I was just playing around with this recently. I was experimenting with walking the parsed grammar in a macro and checking for 'handlers' for the rules defined in the grammar. The macro would then map any found handlers into the existing event loop code.
Part of the reason for doing it that way was to be able to keep the grammar and the actions separated. I haven't done enough with it yet to know if this approach will be workable for real world usage though.
One issue that I hit was that when you try to parse the grammar in a 'static' block for compile time logic, there were some errors (as of 0.19.0). I did some local hacky patches to get around it, but I need to research it a bit more to see what the underlying issue is.
By the way, here is a little more detail on one of the issues that I encountered. In pegs.nim (0.19.2 and devel), in the parsePeg proc, the PegParser var that is created seems to get re-initialized after the init call returns when running in the VM at compile time.
The existing code looks like
var p: PegParser
init(PegLexer(p), pattern, filename, line, col)

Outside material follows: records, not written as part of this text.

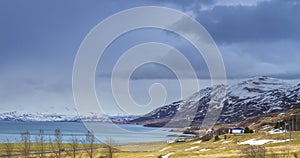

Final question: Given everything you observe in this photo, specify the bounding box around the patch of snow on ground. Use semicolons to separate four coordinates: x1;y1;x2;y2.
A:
159;146;171;152
190;140;201;144
222;140;232;144
238;139;290;145
200;149;210;151
162;153;175;158
184;146;199;151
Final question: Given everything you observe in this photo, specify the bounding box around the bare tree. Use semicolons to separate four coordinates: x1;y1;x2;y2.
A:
36;129;45;158
105;137;116;158
82;131;95;158
4;138;14;157
54;128;64;158
71;136;78;158
21;131;30;158
49;128;64;158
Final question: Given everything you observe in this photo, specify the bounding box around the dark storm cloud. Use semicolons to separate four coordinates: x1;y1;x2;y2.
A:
183;0;300;42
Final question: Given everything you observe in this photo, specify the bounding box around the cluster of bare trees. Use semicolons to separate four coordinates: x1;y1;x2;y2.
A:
0;128;116;158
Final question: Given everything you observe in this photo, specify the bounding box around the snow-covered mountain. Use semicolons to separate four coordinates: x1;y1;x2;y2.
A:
132;77;300;127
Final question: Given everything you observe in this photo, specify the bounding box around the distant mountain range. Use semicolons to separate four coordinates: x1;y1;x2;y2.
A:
130;77;300;127
0;111;136;123
0;77;300;127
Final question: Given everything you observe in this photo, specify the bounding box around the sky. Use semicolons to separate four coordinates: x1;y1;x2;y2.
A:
0;0;300;115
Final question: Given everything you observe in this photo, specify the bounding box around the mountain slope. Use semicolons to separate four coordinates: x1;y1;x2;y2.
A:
131;77;300;127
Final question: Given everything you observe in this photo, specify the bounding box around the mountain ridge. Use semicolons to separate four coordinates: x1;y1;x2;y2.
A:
131;76;300;127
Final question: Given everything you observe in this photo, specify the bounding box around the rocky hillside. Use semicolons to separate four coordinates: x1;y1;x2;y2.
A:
131;77;300;127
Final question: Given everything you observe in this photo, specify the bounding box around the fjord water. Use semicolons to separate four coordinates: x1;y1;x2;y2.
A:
0;121;179;143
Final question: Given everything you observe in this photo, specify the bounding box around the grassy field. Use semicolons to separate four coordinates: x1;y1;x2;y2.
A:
0;132;300;158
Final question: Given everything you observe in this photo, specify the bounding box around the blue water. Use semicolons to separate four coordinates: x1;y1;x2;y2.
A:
0;121;180;143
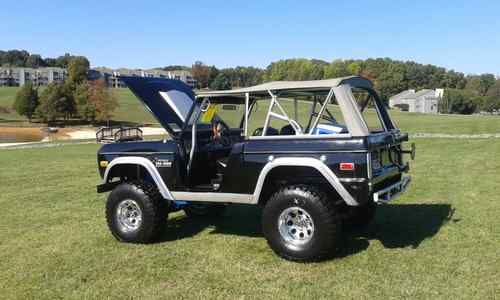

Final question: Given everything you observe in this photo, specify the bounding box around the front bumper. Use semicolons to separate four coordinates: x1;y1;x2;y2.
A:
373;176;411;204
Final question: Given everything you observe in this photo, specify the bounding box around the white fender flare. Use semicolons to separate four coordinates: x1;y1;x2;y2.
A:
253;157;359;206
103;156;174;200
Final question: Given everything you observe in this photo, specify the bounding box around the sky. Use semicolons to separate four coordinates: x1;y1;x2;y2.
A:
0;0;500;74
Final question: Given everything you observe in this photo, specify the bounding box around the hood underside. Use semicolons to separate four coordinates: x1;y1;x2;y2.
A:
120;76;195;135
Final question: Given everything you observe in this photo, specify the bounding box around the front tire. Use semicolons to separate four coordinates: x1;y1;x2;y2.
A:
262;185;342;261
106;181;168;243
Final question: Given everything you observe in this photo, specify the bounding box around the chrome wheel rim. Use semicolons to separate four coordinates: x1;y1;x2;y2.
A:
116;199;142;232
278;206;314;245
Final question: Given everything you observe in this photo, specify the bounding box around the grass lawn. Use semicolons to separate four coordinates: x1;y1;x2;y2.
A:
0;139;500;299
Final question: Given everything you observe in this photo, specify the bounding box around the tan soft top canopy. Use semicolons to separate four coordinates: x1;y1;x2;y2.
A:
196;76;373;98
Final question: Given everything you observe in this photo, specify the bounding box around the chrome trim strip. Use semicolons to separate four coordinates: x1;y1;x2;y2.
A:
252;157;359;206
99;151;175;155
243;150;367;154
339;178;368;183
248;133;352;140
103;156;174;200
172;192;253;204
373;176;411;204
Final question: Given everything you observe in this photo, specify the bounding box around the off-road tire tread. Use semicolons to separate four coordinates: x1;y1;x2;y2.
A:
106;180;168;244
262;184;342;262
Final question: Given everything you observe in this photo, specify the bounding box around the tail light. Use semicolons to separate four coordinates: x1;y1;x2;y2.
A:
340;163;354;171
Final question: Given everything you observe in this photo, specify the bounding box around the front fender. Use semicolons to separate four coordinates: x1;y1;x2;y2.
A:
103;156;174;200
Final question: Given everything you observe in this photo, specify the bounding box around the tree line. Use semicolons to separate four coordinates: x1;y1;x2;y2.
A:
191;58;500;114
13;56;118;123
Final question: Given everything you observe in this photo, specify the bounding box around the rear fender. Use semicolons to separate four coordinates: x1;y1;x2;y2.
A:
253;157;359;206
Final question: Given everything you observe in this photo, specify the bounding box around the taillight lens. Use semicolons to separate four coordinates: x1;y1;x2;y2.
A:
372;151;382;170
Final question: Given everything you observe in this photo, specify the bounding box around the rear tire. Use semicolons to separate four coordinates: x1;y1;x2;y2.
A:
183;203;227;218
106;181;168;243
262;185;342;261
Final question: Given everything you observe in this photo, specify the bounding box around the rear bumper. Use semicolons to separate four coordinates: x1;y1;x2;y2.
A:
373;176;411;204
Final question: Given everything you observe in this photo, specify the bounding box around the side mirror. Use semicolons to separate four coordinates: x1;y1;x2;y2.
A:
200;98;210;112
222;104;238;110
401;143;417;160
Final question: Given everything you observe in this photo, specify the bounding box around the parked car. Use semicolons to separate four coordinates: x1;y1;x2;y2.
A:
97;76;415;261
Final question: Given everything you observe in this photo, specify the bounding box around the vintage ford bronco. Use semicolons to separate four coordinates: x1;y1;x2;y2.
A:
97;76;415;261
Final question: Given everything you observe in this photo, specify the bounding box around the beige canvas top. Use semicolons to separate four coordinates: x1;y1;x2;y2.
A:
196;76;373;97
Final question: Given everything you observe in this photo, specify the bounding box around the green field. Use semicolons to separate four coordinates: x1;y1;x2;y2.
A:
0;87;500;134
0;139;500;299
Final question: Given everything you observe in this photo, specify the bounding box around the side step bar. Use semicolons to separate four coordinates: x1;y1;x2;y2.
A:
373;176;411;204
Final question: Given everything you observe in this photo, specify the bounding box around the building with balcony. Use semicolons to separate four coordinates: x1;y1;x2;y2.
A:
0;67;68;86
89;68;196;88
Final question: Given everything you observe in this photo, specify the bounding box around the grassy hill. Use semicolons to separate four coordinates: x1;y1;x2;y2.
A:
0;139;500;299
0;87;500;134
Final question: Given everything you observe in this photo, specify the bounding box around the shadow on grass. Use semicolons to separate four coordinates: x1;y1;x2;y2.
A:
159;204;458;257
159;204;262;242
337;204;459;257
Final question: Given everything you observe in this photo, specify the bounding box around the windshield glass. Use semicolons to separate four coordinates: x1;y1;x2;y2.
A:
195;103;245;128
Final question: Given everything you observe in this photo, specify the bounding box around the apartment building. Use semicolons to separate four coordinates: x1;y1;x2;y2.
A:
0;67;68;86
89;68;196;88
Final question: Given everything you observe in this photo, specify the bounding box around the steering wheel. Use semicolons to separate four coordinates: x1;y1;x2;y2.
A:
212;117;231;146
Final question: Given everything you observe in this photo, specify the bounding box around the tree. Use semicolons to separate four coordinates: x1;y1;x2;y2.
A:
264;58;325;81
324;59;352;79
26;54;45;68
191;61;210;88
88;79;118;122
442;89;480;114
481;79;500;112
210;73;231;90
465;74;495;96
208;66;219;87
68;56;90;84
37;82;67;122
13;82;39;123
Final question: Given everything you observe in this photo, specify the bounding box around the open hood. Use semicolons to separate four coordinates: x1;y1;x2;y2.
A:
120;76;195;135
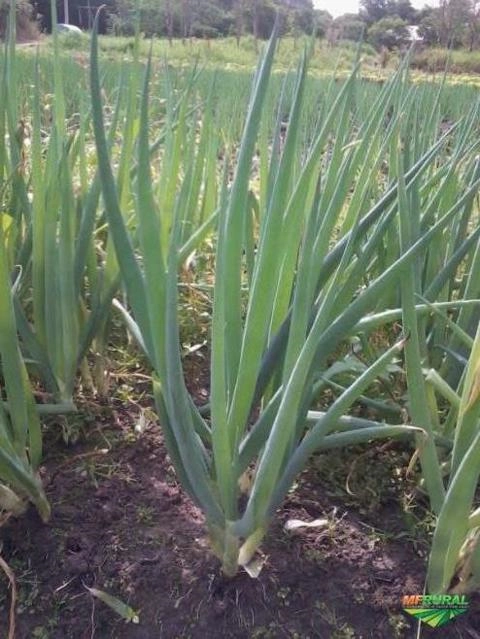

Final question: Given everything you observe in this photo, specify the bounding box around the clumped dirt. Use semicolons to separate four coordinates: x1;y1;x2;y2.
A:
0;396;480;639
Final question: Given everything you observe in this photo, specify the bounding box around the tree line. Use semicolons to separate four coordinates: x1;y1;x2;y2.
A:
0;0;480;51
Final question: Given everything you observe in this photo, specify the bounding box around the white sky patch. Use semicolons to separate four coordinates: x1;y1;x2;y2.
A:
313;0;439;18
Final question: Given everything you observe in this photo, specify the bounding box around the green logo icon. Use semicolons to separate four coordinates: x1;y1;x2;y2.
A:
402;595;470;628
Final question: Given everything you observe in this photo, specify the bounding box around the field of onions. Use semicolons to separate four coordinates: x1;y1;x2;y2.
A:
0;10;480;639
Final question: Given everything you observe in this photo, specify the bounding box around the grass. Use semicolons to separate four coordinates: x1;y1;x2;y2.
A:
0;13;480;636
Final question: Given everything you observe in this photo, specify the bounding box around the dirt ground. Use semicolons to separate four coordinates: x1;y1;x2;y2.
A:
0;388;480;639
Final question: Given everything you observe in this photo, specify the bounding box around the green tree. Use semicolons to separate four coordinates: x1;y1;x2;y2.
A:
0;0;38;40
368;16;409;50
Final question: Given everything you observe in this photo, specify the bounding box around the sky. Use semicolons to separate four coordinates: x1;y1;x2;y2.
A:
313;0;438;18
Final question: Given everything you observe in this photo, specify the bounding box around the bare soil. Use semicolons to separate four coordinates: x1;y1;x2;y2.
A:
0;388;480;639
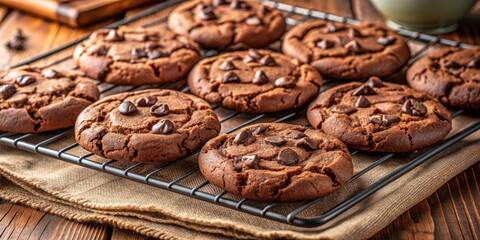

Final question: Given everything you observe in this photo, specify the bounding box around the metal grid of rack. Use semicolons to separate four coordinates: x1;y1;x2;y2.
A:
0;0;480;227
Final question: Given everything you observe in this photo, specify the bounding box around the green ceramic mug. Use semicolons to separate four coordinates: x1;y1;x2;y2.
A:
371;0;477;34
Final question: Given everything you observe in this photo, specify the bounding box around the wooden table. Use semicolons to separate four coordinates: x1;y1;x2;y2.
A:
0;0;480;239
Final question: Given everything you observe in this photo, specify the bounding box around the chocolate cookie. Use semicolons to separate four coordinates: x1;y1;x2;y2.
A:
75;89;220;162
188;49;322;113
282;20;410;80
198;123;353;202
407;46;480;109
307;77;452;152
73;28;200;85
0;66;100;133
168;0;286;49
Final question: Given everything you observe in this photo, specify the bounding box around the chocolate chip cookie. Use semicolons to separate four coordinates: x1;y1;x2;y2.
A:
198;123;353;202
282;20;410;80
0;66;100;133
188;49;322;113
75;89;220;162
407;46;480;109
73;28;200;85
307;77;452;152
168;0;286;49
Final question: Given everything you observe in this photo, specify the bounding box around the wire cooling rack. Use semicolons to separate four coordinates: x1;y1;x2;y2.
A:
0;0;480;227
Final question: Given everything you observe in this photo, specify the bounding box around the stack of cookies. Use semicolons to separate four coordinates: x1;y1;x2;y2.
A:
0;0;480;202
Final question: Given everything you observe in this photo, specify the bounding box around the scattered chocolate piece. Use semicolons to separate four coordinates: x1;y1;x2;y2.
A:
295;137;317;150
152;119;175;134
259;55;277;66
367;77;385;88
352;85;377;96
150;103;170;117
105;29;124;42
245;17;263;26
355;96;371;108
265;136;286;146
223;72;240;83
15;75;37;87
0;84;17;100
218;61;236;71
252;69;268;85
277;148;299;166
118;101;137;115
402;98;427;116
135;96;158;107
316;39;335;49
233;131;255;145
42;69;65;78
332;105;358;115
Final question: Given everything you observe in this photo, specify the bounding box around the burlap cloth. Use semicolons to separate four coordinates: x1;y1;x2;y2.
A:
0;116;480;239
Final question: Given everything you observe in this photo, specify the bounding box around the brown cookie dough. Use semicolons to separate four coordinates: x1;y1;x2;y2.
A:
73;28;200;85
407;46;480;109
168;0;286;49
307;77;452;152
282;20;410;80
75;89;220;162
198;123;353;202
0;66;100;133
188;49;322;113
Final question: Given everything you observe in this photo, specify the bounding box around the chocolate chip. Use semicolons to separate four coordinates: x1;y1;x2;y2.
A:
118;101;137;115
222;72;240;83
42;69;65;78
131;47;147;58
150;103;170;117
323;23;337;33
135;96;158;107
355;96;371;108
377;36;397;46
367;77;385;88
259;55;277;66
105;29;124;42
295;138;317;150
343;40;363;53
369;114;400;127
252;125;268;134
245;17;263;26
348;28;362;38
332;105;358;115
15;75;37;87
218;61;236;71
275;76;297;88
197;9;217;20
402;98;427;116
233;131;255;145
315;39;335;49
467;59;480;68
285;132;307;139
152;119;175;134
252;69;268;85
265;136;286;146
277;148;299;166
352;85;377;96
0;84;17;100
147;50;163;60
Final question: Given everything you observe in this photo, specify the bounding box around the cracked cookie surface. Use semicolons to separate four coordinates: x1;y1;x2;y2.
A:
282;20;410;80
188;49;322;113
75;89;220;162
168;0;286;49
307;77;452;152
407;46;480;109
73;28;200;85
198;123;353;202
0;66;100;133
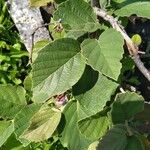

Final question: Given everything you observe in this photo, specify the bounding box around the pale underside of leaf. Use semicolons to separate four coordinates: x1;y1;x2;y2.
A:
21;108;61;142
0;120;14;147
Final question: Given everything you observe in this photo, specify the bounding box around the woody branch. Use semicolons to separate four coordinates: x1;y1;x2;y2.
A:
94;7;150;81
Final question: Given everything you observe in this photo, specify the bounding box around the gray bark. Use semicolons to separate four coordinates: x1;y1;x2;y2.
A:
7;0;50;53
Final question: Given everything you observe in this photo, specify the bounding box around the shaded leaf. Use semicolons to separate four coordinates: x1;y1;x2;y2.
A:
76;74;118;119
32;38;85;102
78;111;110;140
97;125;127;150
111;92;144;124
14;104;41;145
21;107;61;142
125;136;145;150
0;85;26;118
0;120;14;147
60;101;91;150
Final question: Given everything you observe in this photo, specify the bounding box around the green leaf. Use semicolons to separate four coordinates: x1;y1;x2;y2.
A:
81;29;124;80
115;1;150;18
135;103;150;123
32;40;50;62
0;85;26;119
88;141;99;150
0;134;30;150
14;104;41;145
72;65;99;96
97;125;127;150
23;74;32;91
0;121;14;147
32;38;85;102
30;0;54;7
111;92;144;124
54;0;99;38
76;74;118;119
66;22;102;39
21;107;61;142
78;111;110;140
124;136;145;150
60;101;91;150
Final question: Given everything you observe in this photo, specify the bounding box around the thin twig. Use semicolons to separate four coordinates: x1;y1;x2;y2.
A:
29;23;54;63
94;7;150;81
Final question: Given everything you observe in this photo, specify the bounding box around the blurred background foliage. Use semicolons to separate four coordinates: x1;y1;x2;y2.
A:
0;0;30;85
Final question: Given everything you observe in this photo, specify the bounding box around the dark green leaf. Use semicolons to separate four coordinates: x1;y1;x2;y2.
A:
76;74;118;119
32;38;85;102
0;85;26;118
97;125;127;150
60;101;91;150
82;29;124;80
0;120;14;147
111;92;144;124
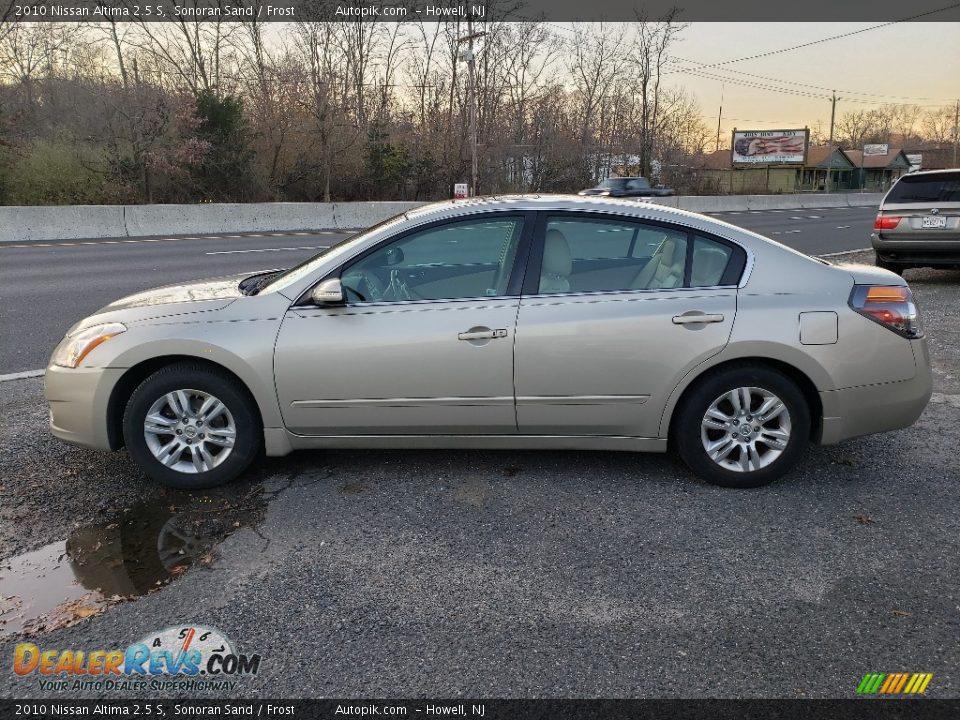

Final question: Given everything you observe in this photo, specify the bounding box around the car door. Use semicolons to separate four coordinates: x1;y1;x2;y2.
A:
515;212;746;437
274;213;531;435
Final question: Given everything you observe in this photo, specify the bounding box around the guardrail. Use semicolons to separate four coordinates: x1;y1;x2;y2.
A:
0;193;883;242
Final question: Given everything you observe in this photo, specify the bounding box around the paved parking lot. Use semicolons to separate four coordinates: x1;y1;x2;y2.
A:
0;253;960;697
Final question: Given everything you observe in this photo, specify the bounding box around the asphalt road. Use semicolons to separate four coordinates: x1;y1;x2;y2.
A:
0;208;875;374
0;256;960;699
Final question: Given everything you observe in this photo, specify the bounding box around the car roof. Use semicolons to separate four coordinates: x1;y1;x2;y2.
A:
899;168;960;179
407;194;668;220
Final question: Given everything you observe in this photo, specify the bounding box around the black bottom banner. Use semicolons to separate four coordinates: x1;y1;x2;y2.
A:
0;698;960;720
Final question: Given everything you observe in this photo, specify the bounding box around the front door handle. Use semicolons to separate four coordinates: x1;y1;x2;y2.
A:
673;310;723;325
457;328;507;340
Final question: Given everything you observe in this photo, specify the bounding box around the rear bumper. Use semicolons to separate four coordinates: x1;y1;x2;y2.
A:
870;233;960;265
820;338;933;445
43;365;124;450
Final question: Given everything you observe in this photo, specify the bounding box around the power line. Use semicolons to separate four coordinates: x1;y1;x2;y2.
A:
664;3;960;74
670;55;950;102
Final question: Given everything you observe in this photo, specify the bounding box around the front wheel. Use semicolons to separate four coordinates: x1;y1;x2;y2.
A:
123;363;262;490
674;367;810;488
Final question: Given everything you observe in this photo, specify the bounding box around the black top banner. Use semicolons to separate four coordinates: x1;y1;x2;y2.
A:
0;0;960;22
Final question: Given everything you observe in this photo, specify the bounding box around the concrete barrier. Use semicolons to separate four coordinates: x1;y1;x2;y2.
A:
0;193;883;242
0;205;126;242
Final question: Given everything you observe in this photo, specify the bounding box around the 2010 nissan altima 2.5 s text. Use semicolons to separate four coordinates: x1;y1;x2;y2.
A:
45;196;931;489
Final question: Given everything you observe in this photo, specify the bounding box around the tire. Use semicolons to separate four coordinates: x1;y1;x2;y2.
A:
123;362;263;490
876;255;905;277
673;366;810;488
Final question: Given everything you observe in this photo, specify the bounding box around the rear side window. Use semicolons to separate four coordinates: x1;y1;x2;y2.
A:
884;173;960;203
690;235;739;287
536;215;746;294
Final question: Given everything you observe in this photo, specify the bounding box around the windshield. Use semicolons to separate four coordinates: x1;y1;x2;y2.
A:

# p.buf, etc should now be set from init call, but are not
The workaround that I was using for my previous experiments added a separate PegLexer var to use in the init call, and then afterwards copied the data into the PegParser var.
var p: PegParser
var l: PegLexer
init(l, pattern, filename, line, col)
p.bufpos = l.bufpos
p.buf = l.buf
p.lineNumber = l.lineNumber
p.lineStart = l.lineStart
p.colOffset = l.colOffset
p.filename = l.filename
It's not clear to me why the PegParser var gets re-initialized when running in the VM at compile time, but not in regular code, but that workaround above was at least enough to let me proceed with my tests.
Anyone have any thoughts on why that happens and/or pointers in Nim's source where I might investigate more?
AFAIK, there's no a single way to do it with pegs module. With pegs module you can test whether the string satisfies the definition and you should code what to do with captured instance
for example
import pegs
var
ops = peg"\skip (\s*) '+' / '-' / '/' / '*'"
prim = peg"\skip (\s*) {\d+} '.' {\d+} / {\d+}
optionalops = sequence(capture ops, prim)
mathpeg = * sequence(prim, * optionalops)
theline = "1 + 1.5 - 2.0 / 3"
if theline =~ mathpeg:
var matches = newseq[string](10) // should allocate it first, if not we will get error
discard theline.find(mathpeg, matches)
echo matches // ["1","+", "-", "1.5", "2.0", "/", "3", "", "", ""]
so you must check which peg definition the line satisfies, get the captured instances, and do something with it
Pegs recently got an "event parser" feature that allows you to exactly this kind of thing: https://nim-lang.org/docs/pegs.html#eventParser.t%2Cuntyped%2Cuntyped
With this you can build a case statement for the different matching grammar elements very easily.
I also spent some time yesterday to see what pegs needs to run at compile time. My first quick hack was the same as chrishellers: drop init() and move its contents into parsePeg.
After that I ran into a few places where the pattern buffer is accessed out of bounds (always len+1). I suspect this is by design, because the PegLexer buf is declared as cstring instead of normal string, which makes this valid because of the trailing '0'. I guess this works fine at run time, but the VM does not like this trick.
Fixing these three or four places results in my peg expression properly being parsed at compile time, but then I ran into this one: Error: invalid type for const: Peg
Unfortunately, I'm lost here. It seems that inherited types can not be used for consts, but I have no clue why, and if there is a possible mitigation for this.